Para a deputada, o Brexit, rejeitado por 53% dos eleitores de Canterbury no referendo de 23 de junho de 2016, prejudicará a economia da cidade.

- 40.000 estudantes -

"Nossa economia depende de nossa relação com a Europa", disse a deputada, citando o turismo (14% dos empregos) e os programas de intercâmbio internacionais que dão dinamismo às três universidades locais.

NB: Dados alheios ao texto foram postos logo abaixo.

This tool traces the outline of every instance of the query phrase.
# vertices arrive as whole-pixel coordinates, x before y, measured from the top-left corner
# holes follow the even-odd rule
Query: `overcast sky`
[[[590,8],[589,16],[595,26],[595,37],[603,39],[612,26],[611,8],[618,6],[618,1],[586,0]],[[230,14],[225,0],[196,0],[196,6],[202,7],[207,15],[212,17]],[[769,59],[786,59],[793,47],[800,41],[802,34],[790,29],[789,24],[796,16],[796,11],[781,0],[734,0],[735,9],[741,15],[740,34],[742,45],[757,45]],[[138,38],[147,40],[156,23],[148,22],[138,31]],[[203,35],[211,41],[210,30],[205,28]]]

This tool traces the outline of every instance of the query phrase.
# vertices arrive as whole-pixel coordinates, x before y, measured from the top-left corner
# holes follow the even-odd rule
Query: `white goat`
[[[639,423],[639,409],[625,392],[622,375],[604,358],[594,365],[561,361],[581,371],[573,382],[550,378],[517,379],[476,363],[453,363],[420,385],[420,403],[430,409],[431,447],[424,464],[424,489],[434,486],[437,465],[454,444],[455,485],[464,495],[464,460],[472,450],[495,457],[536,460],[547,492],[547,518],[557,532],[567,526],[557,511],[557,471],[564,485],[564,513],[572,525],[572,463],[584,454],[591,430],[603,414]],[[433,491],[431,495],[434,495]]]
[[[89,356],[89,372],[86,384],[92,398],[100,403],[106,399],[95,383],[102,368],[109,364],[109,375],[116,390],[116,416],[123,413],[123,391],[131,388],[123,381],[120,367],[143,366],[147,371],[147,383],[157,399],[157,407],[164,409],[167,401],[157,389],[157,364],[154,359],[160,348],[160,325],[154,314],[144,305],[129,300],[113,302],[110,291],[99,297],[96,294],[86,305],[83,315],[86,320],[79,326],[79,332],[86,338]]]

A presença de 40.000 estudantes na cidade contribuiu para "esta autêntica surpresa" nas eleições, estima Amelia Hadfield, professora da Universidade Christian Church de Canterbury, e a diretora do Centro de estudos europeus.

"A maioria dos jovens votaram a favor de continuar na UE, e viram, com estupefação, como o resto do país votava a favor da saída. Estão muito decepcionados, sentem que acabaram com o futuro", explicou.

Havia entre eles "uma determinação muito grande a não deixar passar esta oportunidade", acrescentou.

Em apenas um ano, desde o referendo, o número de eleitores registrados em Canterbury aumentou 10%, um aumento que favoreceu os trabalhistas, que duplicaram seu número de votos enquanto os conservadores se limitaram a manter os seus.

- Votos comprados -

Tobias Issac, de 19 anos, votou pela primeira vez em 8 de junho. Não se registrou como eleitor no ano passado, achando que "não tinha suficiente experiência política".

Chateado pelo Brexit, este estudante de fotografia decidiu votar nos trabalhistas, embora toda a sua família vote nos conservadores.

A vitória trabalhista ainda desanima alguns. John Lemond, de 62 anos, afirma que Rosie Duffield "não representa Canterbury", e que os trabalhistas "compraram" os votos dos estudantes prometendo acabar com as taxas universitárias.

Em um artigo publicado na imprensa nacional, um ex-prefeito de Canterbury, George Metcalfe, pediu que os estudantes votem somente em sua cidade de origem.

"É um erro que aqueles que vivem temporariamente na cidade decidam o clima político que nós, como uma circunscrição tradicionalmente conservadora, mantivemos por mais de 100 anos", lamentou Metcalfe.

A reivindicação foi considerada pouco democrática no campus da Universidade de Christ Church.

Rosie Jacksonhorn, estudante de literatura, não sabe onde estará nas próximas eleições, as locais de 2018. Espera continuar seu mestrado na Alemanha, no ano que vem. "Será quem sabe nossa última oportunidade de partir para estudar no exterior", lamentou.